MultiLS: A Multi-task Lexical Simplification Framework
This addresses a data gap for researchers in lexical simplification, though it is incremental as it builds on existing sub-task datasets.
The paper tackles the lack of a comprehensive dataset covering all lexical simplification sub-tasks by introducing MultiLS, a framework for creating multi-task datasets, and MultiLS-PT, the first such dataset for Portuguese, with model performances reported across sub-tasks.

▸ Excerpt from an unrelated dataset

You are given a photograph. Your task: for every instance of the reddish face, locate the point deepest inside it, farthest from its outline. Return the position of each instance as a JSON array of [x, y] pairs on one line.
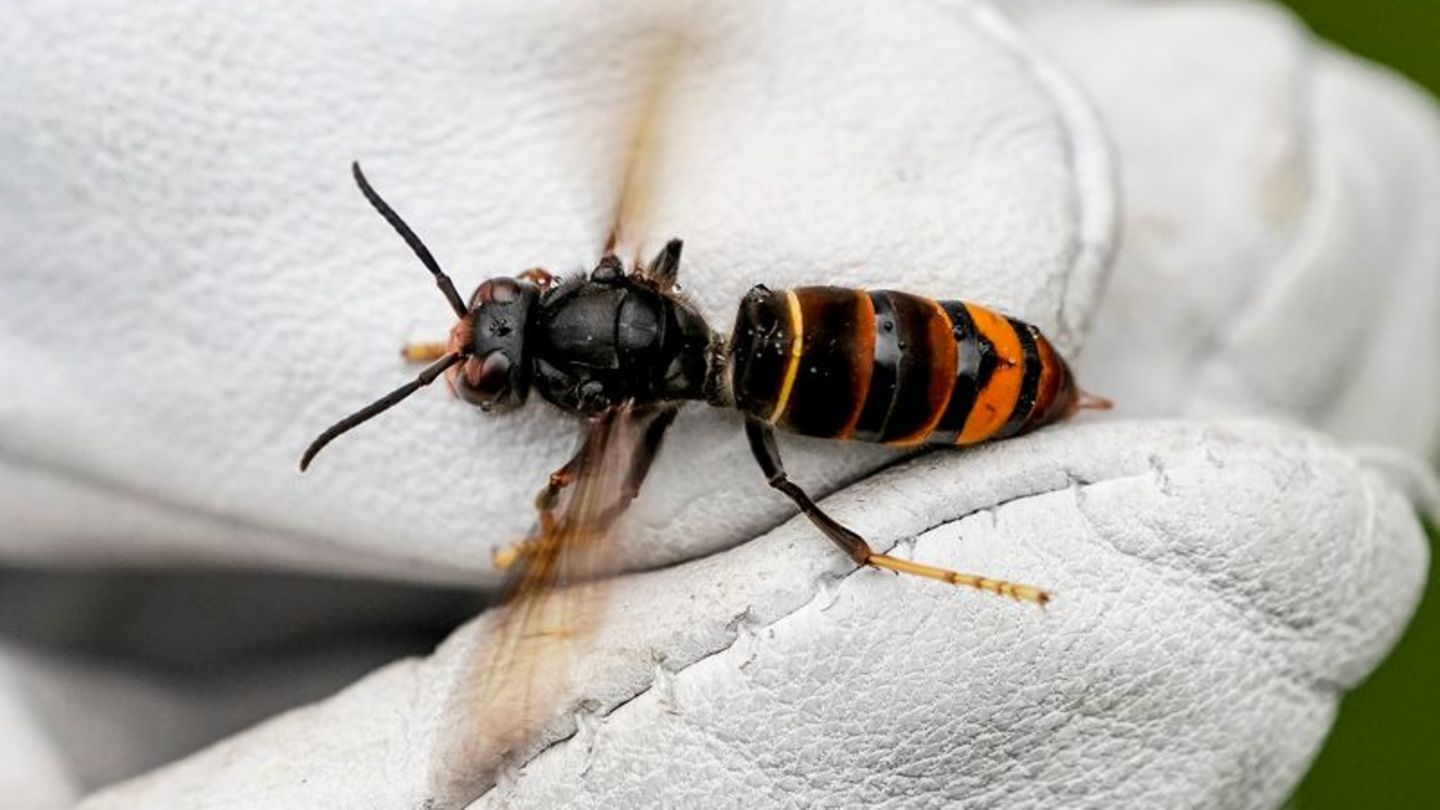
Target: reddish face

Lexical Simplification (LS) automatically replaces difficult to read words for easier alternatives while preserving a sentence's original meaning. LS is a precursor to Text Simplification with the aim of improving text accessibility to various target demographics, including children, second language learners, individuals with reading disabilities or low literacy. Several datasets exist for LS. These LS datasets specialize on one or two sub-tasks within the LS pipeline. However, as of this moment, no single LS dataset has been developed that covers all LS sub-tasks. We present MultiLS, the first LS framework that allows for the creation of a multi-task LS dataset. We also present MultiLS-PT, the first dataset to be created using the MultiLS framework. We demonstrate the potential of MultiLS-PT by carrying out all LS sub-tasks of (1). lexical complexity prediction (LCP), (2). substitute generation, and (3). substitute ranking for Portuguese. Model performances are reported, ranging from transformer-based models to more recent large language models (LLMs).